DESC:Kyasanur Forest Disease Virus envelope protein peptide based vaccine and method thereof

Field of Invention:
The present invention relates to a field of Kyasanur Forest Disease Virus envelope protein peptide based vaccine and method thereof.
Background of the invention:
The following background discussion includes information that may be useful in understanding the present invention. It is not an admission that any of the information provided herein is prior art or relevant to the presently claimed invention, or that any publication specifically or implicitly referenced is prior art.

Traditional viral vaccines derived from whole virus or virus-derived are successfully employed globally. Unfortunately, a large number of infectious diseases resulting from flaviviruses infection do not have efficacious vaccines. A key hindrance in advocating whole-pathogen or pathogen-derived subunit strategy in flavivirus is due to unwanted ADE in the vaccinated host that may fail to protect or even cause harm. Hence, the essential ingredients for developing effective vaccines against flaviviruses are targeted immunogen with precision for developing mAb-like neutralizing antibodies while limiting ADE.
Kyasanur Forest Disease (KFD) is caused by Kyasanur Forest Disease Virus (KFDV) first time reported in 1957 people living near the Kyasanur forest in the Shimoga district of Karnataka state, India. Later on, it is extended to other parts of India, such a Kerala, Tamil Nadu, Goa, and Gujarat. The fatality rate for the disease is 3-10%. KFDV is a member of the tick-borne human pathogenic flavivirus. Despite an estimated annual incidence of 400-500 cases in India, KFD is historically understudied. There are no proven antivirals, or FDA approved vaccines against KFDV. These viruses have a positive-sense, single-standard RNA genome packaged in a viral envelope. The viral envelope is highly immunogenic and is a target for neutralizing antibody response. Hence, polyclonal antibodies developed on natural infection of a flavivirus (KFDV) could cross-react to another flavivirus such as tick-borne encephalitis virus, TBEV. Paradoxically, this cross-reactivity of antibodies may enhance the new virus infection and could exacerbate the disease condition.
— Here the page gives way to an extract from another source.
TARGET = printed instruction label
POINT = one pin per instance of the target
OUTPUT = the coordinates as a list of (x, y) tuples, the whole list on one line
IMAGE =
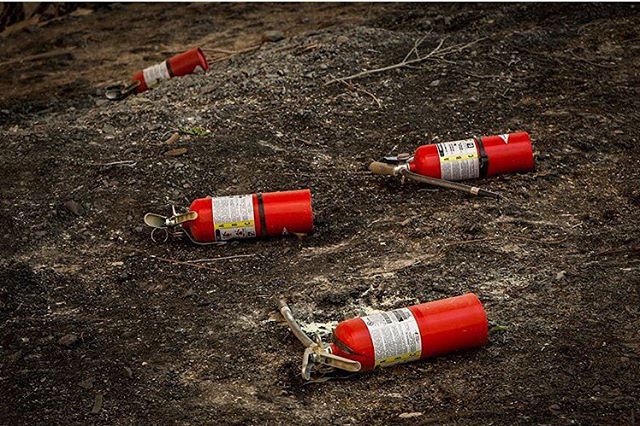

This “antibody-mediated-enhancement (ADE)” effect is a key challenge is vaccine designing. Hence the gold-standard vaccine candidate must induce a protective neutralizing antibody response devoid of any cross-reactive antibodies in the host.
Currently, the formalin-inactivated KFDV vaccine is being used. However, its efficacy is low, and need to be given in multiple buster doses. The known KFDV vaccine is a formalin Inactivated virus. Due to its strict biosafety (BSL-4) and a very few labs get permission to work with this virus. Due to this, there are no effective vaccines against KFDV.

Hence, there is a need of an immunogenic peptides and discontinuous epitopes as vaccine candidates against KFDV.

Object of the invention:
Primary object of the present invention is to overcome the drawback associated with the prior art.
Another object of the present invention is to provide vaccine candidate against KFDV.

Another object of the present invention is to provide an immunogenic peptides and discontinuous epitopes as vaccine candidates against KFDV.

Another object of the present invention is to provide dominant immunizing envelope protein peptides as vaccine candidates against KFDV.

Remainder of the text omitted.